Starbucks: just add water

Personal note: can you believe this?! (as a coffee lover, I'm appalled by this)

Starbucks: Just add water
Feb 19th 2009
http://www.economist.com/

The ailing giant turns to instant coffee for a pick-me-up

NO ONE can accuse Howard Schultz of inaction since he returned as chief executive of Starbucks, the firm he built into a multinational only to watch it stumble under his successor. Barely a month has gone by over the past year without the firm announcing some new initiative or other. The latest came on February 17th in New York, when Mr Schultz unveiled Via, an instant coffee which, he claims, tastes just as good as Java brewed in the shop by one of the firm’s baristas.

Mr Schultz hopes to win a share of the $17 billion or so the world spends on instant coffee—a product which, he sniffs, has not improved in decades. Starbucks itself has spent 20 years pursuing the holy grail of an instant coffee that tastes as good as the fresh stuff. Don Valencia, the firm’s first head of research and development, who created the blended and frozen frappuccino drinks that earn Starbucks $2 billion a year, could never find a way to scale up an instant formula he had developed at home. When Mr Schultz returned as chief executive, he noticed that there had been some technological advances, allowing finer grinding, for example. So he asked the R&D team to repeat the recently deceased Valencia’s experiments, and found that “we had broken the code”. The name Via is a hat-tip to Valencia—though during development it was known as Jaws (just add water, stir).

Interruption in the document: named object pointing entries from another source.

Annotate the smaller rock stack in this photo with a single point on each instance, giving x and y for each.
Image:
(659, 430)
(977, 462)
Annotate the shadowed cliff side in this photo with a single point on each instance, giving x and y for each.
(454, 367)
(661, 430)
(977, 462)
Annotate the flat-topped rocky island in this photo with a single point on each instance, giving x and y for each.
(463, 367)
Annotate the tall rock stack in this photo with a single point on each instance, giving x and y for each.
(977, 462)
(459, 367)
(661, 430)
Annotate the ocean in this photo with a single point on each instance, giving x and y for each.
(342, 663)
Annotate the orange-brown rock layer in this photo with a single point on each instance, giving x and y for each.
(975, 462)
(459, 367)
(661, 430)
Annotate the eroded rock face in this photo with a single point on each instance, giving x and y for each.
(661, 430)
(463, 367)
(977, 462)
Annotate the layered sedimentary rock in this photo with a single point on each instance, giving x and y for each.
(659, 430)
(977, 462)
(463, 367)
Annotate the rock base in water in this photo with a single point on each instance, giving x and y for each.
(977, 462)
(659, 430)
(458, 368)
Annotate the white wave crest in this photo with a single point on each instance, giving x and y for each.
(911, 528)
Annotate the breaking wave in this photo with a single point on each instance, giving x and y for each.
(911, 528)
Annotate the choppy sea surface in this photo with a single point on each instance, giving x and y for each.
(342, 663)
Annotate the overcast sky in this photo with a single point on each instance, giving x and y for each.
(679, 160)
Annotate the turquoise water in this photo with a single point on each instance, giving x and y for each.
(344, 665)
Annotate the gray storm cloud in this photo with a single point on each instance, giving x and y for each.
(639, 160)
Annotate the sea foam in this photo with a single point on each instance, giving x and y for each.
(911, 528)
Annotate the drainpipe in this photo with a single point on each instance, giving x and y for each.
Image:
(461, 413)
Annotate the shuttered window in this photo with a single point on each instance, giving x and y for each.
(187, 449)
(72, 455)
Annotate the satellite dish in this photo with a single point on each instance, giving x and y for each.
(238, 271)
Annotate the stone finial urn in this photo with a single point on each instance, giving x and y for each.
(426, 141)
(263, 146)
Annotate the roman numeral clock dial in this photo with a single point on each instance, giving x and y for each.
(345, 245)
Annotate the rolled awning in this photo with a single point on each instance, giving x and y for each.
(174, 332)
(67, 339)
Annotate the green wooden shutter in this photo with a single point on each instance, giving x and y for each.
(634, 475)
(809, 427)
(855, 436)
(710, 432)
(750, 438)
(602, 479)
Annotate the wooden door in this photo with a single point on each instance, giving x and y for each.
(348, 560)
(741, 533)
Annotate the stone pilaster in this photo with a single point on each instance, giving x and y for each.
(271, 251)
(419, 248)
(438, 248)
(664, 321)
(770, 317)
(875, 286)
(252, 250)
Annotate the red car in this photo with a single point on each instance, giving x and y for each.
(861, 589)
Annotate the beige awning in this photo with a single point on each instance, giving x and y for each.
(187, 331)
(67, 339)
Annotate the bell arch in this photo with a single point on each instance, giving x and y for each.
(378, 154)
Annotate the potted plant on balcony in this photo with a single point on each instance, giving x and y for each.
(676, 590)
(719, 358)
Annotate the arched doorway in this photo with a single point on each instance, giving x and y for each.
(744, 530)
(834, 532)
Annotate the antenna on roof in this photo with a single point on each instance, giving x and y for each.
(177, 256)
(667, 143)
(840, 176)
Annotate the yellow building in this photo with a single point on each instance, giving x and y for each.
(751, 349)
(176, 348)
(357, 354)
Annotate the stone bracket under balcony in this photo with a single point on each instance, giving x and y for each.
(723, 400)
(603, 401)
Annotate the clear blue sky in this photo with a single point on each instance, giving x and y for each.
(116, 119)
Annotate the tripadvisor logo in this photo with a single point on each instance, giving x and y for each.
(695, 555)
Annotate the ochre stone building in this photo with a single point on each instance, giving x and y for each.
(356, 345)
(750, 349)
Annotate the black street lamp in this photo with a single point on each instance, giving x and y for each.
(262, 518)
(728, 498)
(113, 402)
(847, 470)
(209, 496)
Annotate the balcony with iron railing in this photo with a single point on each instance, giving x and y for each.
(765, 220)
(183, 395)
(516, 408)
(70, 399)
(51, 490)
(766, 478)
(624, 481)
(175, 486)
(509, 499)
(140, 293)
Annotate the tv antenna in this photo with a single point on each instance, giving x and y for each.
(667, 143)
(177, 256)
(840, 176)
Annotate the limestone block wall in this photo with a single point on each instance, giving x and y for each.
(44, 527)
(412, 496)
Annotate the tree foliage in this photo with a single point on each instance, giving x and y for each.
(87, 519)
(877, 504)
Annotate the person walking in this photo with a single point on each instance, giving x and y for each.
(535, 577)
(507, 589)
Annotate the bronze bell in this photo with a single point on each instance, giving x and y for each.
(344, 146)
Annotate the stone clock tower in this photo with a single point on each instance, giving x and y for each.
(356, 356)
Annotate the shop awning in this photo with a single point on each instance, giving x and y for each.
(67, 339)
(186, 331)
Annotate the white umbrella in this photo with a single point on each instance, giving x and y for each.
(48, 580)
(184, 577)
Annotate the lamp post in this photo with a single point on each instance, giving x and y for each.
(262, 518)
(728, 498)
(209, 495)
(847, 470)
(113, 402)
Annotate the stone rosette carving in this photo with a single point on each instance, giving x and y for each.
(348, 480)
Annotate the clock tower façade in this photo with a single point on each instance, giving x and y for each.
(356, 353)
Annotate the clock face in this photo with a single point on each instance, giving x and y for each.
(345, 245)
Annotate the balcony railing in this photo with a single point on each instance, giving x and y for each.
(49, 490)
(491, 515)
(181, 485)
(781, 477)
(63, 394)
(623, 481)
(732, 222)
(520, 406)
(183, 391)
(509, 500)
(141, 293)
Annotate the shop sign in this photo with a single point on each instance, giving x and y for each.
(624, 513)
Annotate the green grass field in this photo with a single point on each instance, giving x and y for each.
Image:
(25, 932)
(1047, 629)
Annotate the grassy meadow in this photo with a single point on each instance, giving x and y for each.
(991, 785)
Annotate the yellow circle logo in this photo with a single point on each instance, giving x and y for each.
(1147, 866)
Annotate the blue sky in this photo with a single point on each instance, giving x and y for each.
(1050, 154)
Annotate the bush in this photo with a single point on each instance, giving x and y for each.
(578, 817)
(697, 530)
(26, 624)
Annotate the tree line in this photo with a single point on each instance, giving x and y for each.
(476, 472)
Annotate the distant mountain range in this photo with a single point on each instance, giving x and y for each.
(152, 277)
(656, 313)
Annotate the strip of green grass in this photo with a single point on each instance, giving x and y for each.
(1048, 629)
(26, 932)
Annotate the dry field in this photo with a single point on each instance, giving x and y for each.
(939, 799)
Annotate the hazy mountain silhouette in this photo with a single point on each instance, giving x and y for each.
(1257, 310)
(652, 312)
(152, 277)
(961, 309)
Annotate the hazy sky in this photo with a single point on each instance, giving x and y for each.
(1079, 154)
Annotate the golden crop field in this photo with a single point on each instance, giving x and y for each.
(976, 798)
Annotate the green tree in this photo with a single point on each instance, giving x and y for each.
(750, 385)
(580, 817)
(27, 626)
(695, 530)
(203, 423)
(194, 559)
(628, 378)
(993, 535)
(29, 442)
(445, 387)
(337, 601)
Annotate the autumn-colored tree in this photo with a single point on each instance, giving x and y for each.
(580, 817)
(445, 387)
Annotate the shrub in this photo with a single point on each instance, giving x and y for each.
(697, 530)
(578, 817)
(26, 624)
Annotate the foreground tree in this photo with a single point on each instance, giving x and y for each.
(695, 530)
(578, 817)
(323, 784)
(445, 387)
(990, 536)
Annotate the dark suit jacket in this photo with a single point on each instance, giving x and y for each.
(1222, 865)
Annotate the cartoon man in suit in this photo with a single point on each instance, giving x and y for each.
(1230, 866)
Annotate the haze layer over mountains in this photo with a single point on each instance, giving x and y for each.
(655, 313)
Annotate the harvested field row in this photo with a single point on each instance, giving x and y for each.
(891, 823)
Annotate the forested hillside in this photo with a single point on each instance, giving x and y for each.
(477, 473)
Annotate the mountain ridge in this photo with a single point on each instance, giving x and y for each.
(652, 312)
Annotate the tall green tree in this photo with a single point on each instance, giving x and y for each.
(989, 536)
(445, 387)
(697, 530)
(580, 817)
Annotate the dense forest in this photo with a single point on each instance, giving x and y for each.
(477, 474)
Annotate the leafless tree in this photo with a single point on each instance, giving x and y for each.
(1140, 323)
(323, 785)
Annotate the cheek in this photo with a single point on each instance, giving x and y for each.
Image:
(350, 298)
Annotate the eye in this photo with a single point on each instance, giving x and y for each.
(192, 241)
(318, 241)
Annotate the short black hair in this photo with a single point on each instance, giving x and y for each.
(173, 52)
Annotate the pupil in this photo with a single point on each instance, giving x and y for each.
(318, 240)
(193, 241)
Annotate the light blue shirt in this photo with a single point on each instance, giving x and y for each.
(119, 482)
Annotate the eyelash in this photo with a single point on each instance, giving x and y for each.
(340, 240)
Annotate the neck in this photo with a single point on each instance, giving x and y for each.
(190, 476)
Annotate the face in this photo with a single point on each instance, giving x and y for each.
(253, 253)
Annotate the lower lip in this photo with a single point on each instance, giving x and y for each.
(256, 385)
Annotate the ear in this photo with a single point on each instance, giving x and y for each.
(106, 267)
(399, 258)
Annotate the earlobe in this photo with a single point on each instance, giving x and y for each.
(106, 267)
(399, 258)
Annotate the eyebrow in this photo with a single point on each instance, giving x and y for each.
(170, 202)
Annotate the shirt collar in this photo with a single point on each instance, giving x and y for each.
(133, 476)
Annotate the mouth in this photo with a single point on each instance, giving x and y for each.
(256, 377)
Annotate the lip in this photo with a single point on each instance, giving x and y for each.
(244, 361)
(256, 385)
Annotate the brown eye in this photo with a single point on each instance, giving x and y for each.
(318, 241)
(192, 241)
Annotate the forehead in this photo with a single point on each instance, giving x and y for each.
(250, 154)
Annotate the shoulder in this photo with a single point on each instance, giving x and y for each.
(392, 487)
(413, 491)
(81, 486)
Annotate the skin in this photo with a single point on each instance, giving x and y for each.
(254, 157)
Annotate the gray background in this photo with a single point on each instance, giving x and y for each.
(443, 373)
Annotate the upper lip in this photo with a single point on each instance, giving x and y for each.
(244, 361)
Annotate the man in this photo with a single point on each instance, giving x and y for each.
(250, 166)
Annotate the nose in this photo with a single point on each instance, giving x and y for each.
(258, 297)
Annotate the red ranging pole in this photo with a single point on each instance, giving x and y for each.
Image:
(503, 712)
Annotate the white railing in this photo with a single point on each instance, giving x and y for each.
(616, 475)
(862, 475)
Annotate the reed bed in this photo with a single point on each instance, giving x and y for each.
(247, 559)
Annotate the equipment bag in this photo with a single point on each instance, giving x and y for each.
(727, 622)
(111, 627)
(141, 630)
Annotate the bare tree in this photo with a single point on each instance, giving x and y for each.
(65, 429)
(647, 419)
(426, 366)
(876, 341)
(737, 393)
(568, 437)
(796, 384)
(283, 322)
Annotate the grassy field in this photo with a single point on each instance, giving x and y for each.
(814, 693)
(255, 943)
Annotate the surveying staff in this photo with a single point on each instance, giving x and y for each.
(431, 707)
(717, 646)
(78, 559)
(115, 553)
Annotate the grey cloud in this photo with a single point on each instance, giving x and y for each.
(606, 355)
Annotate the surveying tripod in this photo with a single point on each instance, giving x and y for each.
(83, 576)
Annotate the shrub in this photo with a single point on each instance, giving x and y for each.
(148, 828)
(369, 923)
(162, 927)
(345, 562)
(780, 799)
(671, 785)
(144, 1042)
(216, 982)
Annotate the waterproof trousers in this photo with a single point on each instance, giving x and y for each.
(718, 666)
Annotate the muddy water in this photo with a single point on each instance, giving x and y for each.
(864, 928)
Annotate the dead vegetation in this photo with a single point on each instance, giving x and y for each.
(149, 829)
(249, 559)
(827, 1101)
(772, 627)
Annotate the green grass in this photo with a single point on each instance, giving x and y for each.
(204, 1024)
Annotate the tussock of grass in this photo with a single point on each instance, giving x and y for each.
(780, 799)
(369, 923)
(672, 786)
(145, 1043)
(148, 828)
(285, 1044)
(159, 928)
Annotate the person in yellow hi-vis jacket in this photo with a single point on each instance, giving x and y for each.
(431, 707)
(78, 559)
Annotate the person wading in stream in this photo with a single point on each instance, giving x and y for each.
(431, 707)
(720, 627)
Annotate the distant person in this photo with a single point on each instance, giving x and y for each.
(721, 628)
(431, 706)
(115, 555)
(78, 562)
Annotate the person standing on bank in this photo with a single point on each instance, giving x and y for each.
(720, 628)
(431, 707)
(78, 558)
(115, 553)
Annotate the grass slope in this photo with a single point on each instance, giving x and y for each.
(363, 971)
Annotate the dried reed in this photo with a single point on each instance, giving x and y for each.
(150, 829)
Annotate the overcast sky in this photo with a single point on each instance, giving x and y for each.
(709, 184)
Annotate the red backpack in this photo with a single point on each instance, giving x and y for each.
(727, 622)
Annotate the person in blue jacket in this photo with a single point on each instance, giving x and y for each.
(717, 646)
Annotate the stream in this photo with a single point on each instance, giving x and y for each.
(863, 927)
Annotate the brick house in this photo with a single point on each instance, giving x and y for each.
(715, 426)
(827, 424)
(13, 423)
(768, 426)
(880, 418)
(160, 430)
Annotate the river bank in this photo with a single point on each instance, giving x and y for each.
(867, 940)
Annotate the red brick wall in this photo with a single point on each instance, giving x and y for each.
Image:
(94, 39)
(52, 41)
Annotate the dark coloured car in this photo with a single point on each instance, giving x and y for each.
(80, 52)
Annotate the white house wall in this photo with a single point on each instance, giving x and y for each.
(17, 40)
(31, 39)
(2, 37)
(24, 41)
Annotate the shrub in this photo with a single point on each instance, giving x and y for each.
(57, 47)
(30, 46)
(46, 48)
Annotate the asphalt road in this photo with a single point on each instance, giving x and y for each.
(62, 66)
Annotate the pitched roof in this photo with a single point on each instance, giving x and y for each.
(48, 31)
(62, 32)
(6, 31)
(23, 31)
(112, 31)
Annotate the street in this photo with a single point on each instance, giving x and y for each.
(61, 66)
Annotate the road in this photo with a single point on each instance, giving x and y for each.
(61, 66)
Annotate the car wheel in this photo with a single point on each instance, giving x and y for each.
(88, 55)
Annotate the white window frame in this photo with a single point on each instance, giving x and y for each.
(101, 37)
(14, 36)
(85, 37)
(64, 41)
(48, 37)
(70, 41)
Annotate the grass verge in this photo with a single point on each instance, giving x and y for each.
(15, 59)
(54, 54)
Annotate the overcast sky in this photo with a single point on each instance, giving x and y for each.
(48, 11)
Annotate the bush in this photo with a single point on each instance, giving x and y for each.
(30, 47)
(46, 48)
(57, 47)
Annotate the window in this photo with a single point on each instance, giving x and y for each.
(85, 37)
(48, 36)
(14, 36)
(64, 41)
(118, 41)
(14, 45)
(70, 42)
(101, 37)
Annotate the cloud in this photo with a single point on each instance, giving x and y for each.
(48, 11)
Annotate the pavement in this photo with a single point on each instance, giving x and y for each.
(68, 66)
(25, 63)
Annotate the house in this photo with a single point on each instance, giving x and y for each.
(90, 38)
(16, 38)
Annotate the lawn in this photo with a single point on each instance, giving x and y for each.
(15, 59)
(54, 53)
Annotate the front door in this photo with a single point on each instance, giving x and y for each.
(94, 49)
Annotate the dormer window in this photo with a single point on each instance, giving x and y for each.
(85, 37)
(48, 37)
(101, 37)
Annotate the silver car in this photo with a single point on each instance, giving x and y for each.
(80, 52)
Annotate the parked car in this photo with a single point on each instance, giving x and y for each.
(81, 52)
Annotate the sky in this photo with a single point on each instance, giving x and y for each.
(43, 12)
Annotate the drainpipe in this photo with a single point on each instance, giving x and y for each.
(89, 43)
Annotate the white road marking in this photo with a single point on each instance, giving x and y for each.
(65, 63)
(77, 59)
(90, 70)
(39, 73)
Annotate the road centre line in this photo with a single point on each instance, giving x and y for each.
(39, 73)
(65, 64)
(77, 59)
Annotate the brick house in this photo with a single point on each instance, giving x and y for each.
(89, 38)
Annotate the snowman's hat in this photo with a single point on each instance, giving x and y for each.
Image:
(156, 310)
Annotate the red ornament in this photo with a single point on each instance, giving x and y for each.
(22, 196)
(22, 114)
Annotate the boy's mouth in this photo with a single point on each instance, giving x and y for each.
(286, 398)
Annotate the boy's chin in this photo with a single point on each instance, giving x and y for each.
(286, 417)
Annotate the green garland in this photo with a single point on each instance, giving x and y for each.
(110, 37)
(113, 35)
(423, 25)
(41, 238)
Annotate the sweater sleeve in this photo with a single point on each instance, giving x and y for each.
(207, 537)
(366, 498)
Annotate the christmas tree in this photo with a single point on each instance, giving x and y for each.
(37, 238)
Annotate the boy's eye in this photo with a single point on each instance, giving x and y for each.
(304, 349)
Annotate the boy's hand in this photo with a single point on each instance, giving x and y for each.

Starbucks says it has patents that should prevent competitors from quickly replicating Via, which will go on sale in some American stores next month. The opportunity may, however, be biggest in other countries: in Britain over 80% of coffee sold is instant, compared with just 10% in America.

Assuming Starbucks drinkers decide that Via tastes good, the company will have to get the price right. At first, it will come in packets of 12 or 3 individual servings, for 83 and 98 cents a cup respectively. That is much more than other instants, but much less than a cup of coffee at one of Starbucks’ stores. The risk is that the firm’s existing customers may abandon counter service and start making their own cup of instant.

That would encourage them to visit Starbucks less often, a trend that is already gathering pace with the recession. The nickname “Fourbucks” has not helped at a time when consumers have become cost-conscious. For the first time in Starbucks’ history, same-store sales have fallen.
Mr Schultz has had to accelerate the store-closure programme that he had started in order to correct the over-expansion which prompted his return to the helm. To keep customers coming to remaining outlets, he might experiment with discounts such as cheap “combination meals” of a drink and food. He also wants a visit to a Starbucks shop to be a “uniquely uplifting experience”. Improving the smell in stores by changing the cheese used in breakfast sandwiches was a start. But ensuring that staff are enthusiastic will be especially difficult when jobs are disappearing. Mr Schultz remains hostile to unions, but has decided to maintain the firm’s popular health benefits, while cutting his own pay.

Will all this be enough? So far, investors seem sceptical: Starbucks’ share price remains barely a quarter of its all-time high in 2006.